Bischoff (1980) considers the manuscript a personal collection or brevarium of Walahfrid Strabo's, who from 827 was in Fulda as a student of Hrabanus Maurus, and from 838 was abbot of the Reichenau Abbey. Hrabanus himself is known to have been interested in runes, and he is credited with the treatise Hrabani Mauri abbatis fuldensis, de inventione linguarum ab Hebraea usque ad Theodiscam ("on the invention of languages, from Hebrew to German"), identifying the Hebrew and Germanic ("Theodish") languages with their respective alphabets.
ᚠ feu forman | ᚢ ur after | ᚦ thuris thriten | ᚭ os ist imo |ᚱ rat end
stabu | oboro | os uuritan
ᚴ chaon thanne ᚼ hagal ᚾ naut habet |ᛁ is ᛅ ar ᛋ endi sol
diuet/cliuot
ᛐ [tiu] ᛒ brica ᛙ endi man | ᛚ lagu the leohto | ᛦ yr al bihabet
midi
Linguistically, the text is a mixture of Old Norse, Old Saxon and Old High German. It is probably based on a Danish original, maybe imported from Haithabu to Lower Germany, and adapted to the idiom of its recipients. The background of the Carolingian notation of Norse runes is that of intensified contacts between the Frankish Empire and Denmark which necessitated interpreters for economic and political exchanges.

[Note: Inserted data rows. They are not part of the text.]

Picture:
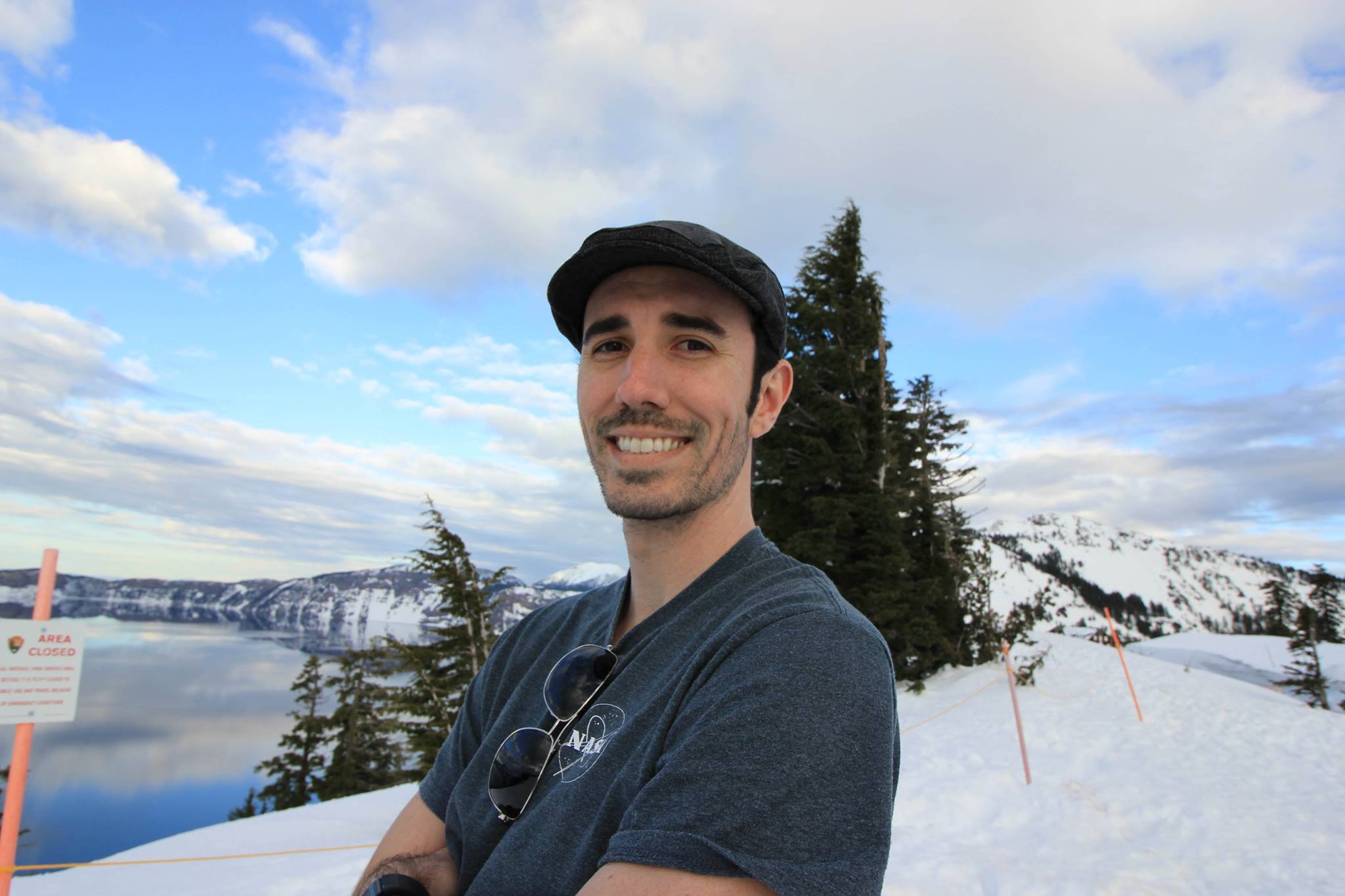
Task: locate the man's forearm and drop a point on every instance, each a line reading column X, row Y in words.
column 436, row 871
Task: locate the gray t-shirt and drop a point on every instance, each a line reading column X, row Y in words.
column 749, row 730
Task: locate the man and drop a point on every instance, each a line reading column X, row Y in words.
column 745, row 740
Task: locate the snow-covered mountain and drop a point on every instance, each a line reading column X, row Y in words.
column 1225, row 788
column 331, row 609
column 1152, row 586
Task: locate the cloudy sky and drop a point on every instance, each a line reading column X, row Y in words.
column 272, row 272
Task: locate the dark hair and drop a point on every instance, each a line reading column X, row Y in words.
column 764, row 359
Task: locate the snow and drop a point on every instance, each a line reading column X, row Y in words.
column 1259, row 658
column 588, row 575
column 1224, row 788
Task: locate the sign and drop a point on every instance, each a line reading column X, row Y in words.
column 39, row 670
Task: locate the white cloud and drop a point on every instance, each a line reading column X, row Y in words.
column 136, row 368
column 33, row 28
column 521, row 393
column 1000, row 154
column 96, row 192
column 416, row 383
column 129, row 489
column 240, row 187
column 1040, row 385
column 334, row 77
column 304, row 371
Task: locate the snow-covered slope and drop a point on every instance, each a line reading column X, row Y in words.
column 1224, row 788
column 334, row 609
column 1152, row 586
column 584, row 576
column 1259, row 658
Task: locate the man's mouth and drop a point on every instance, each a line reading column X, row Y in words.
column 632, row 445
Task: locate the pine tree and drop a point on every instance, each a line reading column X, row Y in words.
column 365, row 754
column 1325, row 598
column 824, row 482
column 934, row 531
column 459, row 641
column 1281, row 608
column 1305, row 671
column 252, row 806
column 296, row 770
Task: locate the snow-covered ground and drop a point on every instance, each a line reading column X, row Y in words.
column 1258, row 658
column 1225, row 788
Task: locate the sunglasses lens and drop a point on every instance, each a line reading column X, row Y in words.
column 576, row 677
column 517, row 769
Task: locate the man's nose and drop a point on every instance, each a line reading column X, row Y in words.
column 645, row 379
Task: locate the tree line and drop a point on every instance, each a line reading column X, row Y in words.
column 391, row 703
column 1306, row 622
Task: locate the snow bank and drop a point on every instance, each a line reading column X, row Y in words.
column 1225, row 788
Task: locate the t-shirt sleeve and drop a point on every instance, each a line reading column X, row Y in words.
column 464, row 739
column 780, row 765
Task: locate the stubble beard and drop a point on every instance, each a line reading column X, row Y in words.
column 705, row 484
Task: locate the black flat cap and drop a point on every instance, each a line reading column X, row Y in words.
column 665, row 242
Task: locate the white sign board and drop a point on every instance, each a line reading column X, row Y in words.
column 39, row 670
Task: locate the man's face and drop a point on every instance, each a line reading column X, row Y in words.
column 663, row 386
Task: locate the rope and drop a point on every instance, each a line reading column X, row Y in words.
column 1074, row 696
column 10, row 870
column 925, row 721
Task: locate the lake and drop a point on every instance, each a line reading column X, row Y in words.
column 171, row 720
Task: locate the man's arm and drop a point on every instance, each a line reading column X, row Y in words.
column 414, row 847
column 627, row 879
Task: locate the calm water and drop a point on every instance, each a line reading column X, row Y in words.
column 171, row 720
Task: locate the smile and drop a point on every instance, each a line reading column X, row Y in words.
column 631, row 445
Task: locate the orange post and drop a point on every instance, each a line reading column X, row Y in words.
column 1017, row 716
column 1119, row 653
column 23, row 739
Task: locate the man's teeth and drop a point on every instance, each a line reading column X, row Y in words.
column 646, row 446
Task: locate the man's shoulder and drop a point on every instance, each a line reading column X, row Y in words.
column 778, row 587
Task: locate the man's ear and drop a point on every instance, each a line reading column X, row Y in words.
column 775, row 391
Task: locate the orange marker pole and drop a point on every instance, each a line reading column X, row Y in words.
column 1017, row 716
column 1119, row 653
column 23, row 738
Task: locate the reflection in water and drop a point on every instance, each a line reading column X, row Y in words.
column 171, row 720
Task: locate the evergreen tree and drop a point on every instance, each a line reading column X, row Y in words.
column 835, row 482
column 365, row 754
column 1325, row 598
column 296, row 770
column 252, row 806
column 1281, row 608
column 1305, row 671
column 460, row 639
column 825, row 489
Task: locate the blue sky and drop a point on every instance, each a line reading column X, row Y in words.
column 271, row 273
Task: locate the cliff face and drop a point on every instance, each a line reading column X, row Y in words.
column 1152, row 587
column 338, row 606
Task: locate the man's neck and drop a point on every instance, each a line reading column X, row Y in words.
column 667, row 555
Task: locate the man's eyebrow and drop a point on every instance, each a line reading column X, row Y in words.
column 693, row 322
column 607, row 326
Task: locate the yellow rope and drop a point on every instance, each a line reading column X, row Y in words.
column 925, row 721
column 10, row 870
column 1097, row 681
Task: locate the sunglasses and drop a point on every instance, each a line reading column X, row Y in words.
column 571, row 687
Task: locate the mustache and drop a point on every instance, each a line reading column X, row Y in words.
column 646, row 417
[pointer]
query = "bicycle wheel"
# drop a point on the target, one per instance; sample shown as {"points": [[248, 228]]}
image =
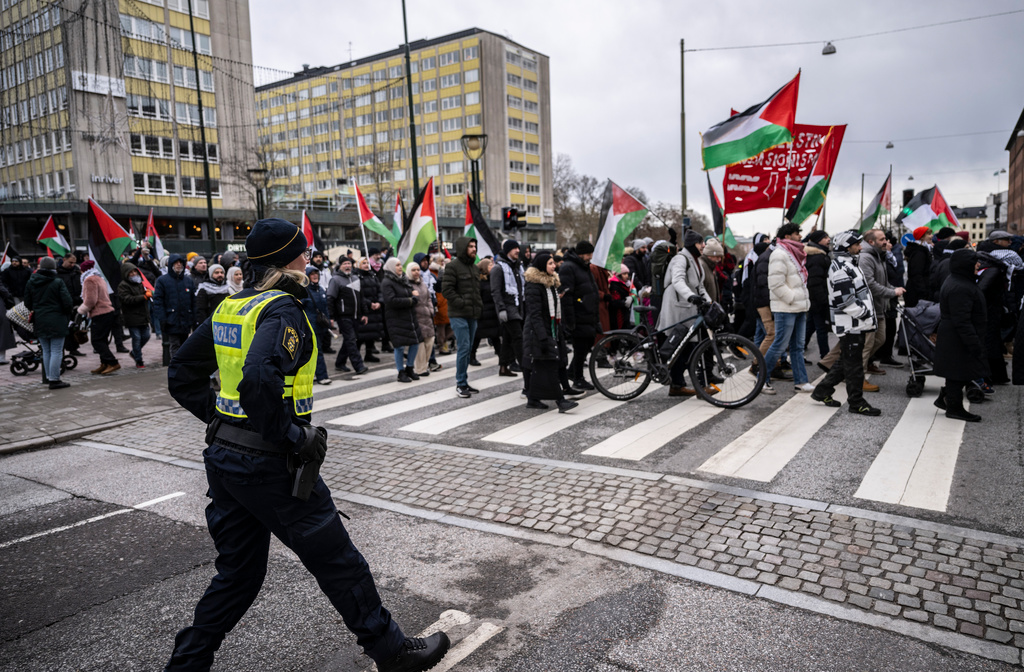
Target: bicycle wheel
{"points": [[626, 371], [721, 371]]}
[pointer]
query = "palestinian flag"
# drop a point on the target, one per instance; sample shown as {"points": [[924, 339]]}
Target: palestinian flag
{"points": [[52, 239], [312, 238], [812, 195], [749, 133], [476, 226], [422, 229], [722, 231], [154, 238], [369, 220], [108, 241], [928, 209], [880, 205], [621, 214]]}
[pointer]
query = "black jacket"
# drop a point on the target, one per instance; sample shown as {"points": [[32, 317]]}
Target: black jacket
{"points": [[919, 270], [399, 309], [960, 347], [818, 259], [581, 317], [370, 288]]}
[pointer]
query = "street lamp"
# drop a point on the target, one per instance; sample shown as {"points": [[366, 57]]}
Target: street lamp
{"points": [[259, 174], [473, 145]]}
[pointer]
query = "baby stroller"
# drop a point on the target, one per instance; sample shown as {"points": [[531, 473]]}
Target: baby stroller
{"points": [[31, 358], [915, 339]]}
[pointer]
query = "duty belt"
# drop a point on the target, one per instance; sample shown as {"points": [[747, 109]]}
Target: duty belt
{"points": [[242, 441]]}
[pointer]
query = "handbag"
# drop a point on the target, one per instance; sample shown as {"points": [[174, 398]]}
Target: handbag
{"points": [[22, 317]]}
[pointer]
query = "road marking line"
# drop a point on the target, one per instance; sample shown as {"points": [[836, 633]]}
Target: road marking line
{"points": [[915, 465], [534, 429], [766, 448], [461, 651], [360, 418], [445, 421], [643, 438], [94, 518]]}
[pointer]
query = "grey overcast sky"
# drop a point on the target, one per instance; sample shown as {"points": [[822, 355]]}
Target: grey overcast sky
{"points": [[615, 80]]}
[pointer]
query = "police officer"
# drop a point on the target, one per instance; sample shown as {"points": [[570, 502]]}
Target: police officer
{"points": [[263, 459]]}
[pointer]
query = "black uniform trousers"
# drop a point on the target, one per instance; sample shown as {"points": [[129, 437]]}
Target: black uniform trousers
{"points": [[250, 499], [511, 351], [850, 368]]}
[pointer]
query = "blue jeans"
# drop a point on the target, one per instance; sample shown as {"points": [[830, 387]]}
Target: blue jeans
{"points": [[790, 333], [139, 337], [404, 355], [465, 331], [52, 357]]}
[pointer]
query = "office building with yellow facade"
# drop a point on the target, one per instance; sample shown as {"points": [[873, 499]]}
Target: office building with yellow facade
{"points": [[99, 99], [327, 129]]}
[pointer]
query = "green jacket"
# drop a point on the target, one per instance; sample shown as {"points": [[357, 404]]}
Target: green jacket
{"points": [[48, 298], [461, 283]]}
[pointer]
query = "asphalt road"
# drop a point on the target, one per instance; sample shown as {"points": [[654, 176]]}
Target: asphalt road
{"points": [[110, 594]]}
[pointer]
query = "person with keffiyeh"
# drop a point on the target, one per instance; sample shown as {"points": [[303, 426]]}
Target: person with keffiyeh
{"points": [[790, 303]]}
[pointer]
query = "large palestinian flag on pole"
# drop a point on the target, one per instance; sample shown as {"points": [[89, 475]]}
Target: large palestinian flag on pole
{"points": [[52, 239], [812, 195], [312, 238], [880, 205], [476, 226], [928, 209], [749, 133], [153, 238], [621, 214], [422, 228], [108, 241], [722, 231], [372, 221]]}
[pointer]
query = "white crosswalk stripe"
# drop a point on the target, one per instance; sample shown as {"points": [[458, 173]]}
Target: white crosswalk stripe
{"points": [[915, 465], [767, 447], [422, 401]]}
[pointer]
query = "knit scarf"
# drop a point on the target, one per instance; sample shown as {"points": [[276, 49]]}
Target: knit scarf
{"points": [[797, 252]]}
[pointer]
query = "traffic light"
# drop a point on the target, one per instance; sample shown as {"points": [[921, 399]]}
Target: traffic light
{"points": [[510, 219]]}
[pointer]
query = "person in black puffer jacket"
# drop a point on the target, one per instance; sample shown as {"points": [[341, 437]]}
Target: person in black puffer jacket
{"points": [[488, 326], [399, 313], [580, 307], [818, 259], [960, 346], [373, 330]]}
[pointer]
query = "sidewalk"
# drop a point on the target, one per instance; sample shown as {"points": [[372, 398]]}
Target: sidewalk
{"points": [[955, 587]]}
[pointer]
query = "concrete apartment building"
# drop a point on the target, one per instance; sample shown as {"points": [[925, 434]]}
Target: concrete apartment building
{"points": [[98, 99], [328, 128]]}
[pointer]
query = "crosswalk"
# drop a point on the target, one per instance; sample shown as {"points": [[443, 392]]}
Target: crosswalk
{"points": [[912, 465]]}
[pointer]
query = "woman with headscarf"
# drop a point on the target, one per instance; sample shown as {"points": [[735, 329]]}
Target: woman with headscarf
{"points": [[544, 351], [399, 300]]}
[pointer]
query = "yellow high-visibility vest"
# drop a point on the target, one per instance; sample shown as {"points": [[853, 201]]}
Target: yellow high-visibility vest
{"points": [[233, 327]]}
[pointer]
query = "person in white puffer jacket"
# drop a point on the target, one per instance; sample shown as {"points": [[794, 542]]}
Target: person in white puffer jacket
{"points": [[790, 303]]}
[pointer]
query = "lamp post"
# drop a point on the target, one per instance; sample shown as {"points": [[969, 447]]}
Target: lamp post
{"points": [[473, 147], [260, 175]]}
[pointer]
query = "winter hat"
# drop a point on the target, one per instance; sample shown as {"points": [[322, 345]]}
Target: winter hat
{"points": [[274, 243], [845, 240], [816, 236], [541, 261], [584, 247]]}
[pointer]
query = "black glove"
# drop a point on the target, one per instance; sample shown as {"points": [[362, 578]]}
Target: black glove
{"points": [[312, 446]]}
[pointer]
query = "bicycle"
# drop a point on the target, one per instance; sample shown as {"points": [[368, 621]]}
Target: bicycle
{"points": [[624, 363]]}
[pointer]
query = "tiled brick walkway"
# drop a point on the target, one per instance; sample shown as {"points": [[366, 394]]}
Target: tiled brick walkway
{"points": [[949, 580]]}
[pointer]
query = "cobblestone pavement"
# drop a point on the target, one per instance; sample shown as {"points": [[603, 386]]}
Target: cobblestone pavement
{"points": [[953, 586]]}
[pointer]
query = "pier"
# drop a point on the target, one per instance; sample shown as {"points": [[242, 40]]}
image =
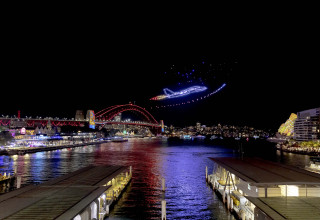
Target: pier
{"points": [[255, 189], [88, 193]]}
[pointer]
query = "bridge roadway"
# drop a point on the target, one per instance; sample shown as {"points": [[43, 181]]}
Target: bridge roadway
{"points": [[84, 194], [34, 122]]}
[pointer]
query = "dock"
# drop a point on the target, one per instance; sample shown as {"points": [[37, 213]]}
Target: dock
{"points": [[88, 193], [255, 189]]}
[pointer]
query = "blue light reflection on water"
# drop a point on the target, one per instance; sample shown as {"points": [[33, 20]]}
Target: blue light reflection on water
{"points": [[181, 164]]}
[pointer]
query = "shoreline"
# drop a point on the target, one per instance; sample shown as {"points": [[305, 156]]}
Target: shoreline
{"points": [[22, 151]]}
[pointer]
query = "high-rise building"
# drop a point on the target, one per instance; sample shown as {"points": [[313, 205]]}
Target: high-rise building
{"points": [[307, 125], [79, 115]]}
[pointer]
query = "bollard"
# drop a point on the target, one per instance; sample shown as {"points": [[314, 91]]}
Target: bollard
{"points": [[163, 210], [18, 182], [163, 185], [243, 215]]}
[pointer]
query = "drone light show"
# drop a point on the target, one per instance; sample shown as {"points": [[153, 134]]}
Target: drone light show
{"points": [[169, 94], [190, 83]]}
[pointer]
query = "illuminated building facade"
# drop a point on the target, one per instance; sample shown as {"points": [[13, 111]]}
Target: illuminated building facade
{"points": [[307, 125], [287, 128], [79, 115]]}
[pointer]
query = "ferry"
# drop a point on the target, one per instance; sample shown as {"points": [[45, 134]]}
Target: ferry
{"points": [[118, 139], [4, 178]]}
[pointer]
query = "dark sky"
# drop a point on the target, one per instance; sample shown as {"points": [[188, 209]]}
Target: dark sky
{"points": [[57, 68]]}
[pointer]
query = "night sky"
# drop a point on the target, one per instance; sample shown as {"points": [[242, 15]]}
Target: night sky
{"points": [[55, 70]]}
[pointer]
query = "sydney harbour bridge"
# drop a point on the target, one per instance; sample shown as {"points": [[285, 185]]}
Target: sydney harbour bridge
{"points": [[101, 119]]}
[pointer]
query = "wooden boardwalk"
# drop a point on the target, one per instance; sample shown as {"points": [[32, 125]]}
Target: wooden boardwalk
{"points": [[60, 198]]}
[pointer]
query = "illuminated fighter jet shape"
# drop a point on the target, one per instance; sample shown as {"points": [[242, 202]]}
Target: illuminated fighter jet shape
{"points": [[169, 94]]}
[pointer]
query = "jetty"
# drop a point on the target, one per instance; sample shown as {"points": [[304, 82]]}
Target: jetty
{"points": [[88, 193], [252, 188]]}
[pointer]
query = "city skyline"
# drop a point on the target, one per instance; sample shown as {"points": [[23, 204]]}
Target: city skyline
{"points": [[269, 81]]}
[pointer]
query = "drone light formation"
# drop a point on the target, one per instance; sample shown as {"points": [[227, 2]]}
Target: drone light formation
{"points": [[193, 100], [169, 94]]}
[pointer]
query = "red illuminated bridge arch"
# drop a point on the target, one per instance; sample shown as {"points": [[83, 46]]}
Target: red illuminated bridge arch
{"points": [[110, 112]]}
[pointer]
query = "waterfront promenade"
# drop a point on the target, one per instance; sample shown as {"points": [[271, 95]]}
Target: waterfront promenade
{"points": [[88, 193], [25, 150]]}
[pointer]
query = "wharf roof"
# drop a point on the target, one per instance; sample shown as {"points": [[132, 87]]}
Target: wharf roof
{"points": [[60, 198], [290, 207], [261, 172]]}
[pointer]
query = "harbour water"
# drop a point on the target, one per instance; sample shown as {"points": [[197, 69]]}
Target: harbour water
{"points": [[181, 164]]}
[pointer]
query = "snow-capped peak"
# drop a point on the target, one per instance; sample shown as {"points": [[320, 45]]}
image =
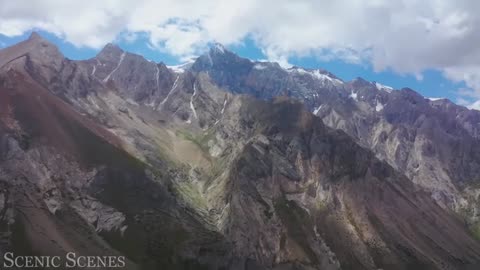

The content of the poem are the names of the runes, connected by a few additional alliterating words as mnemonical aids. Differences in rune names are feu for fe, rat for reidh (as Anglo-Saxon rad), chaon for kaun, uncertain tiu for tyr (as Anglo-Saxon tiw), man for madr (as Anglo-Saxon), lagu for logr (as Anglo-Saxon).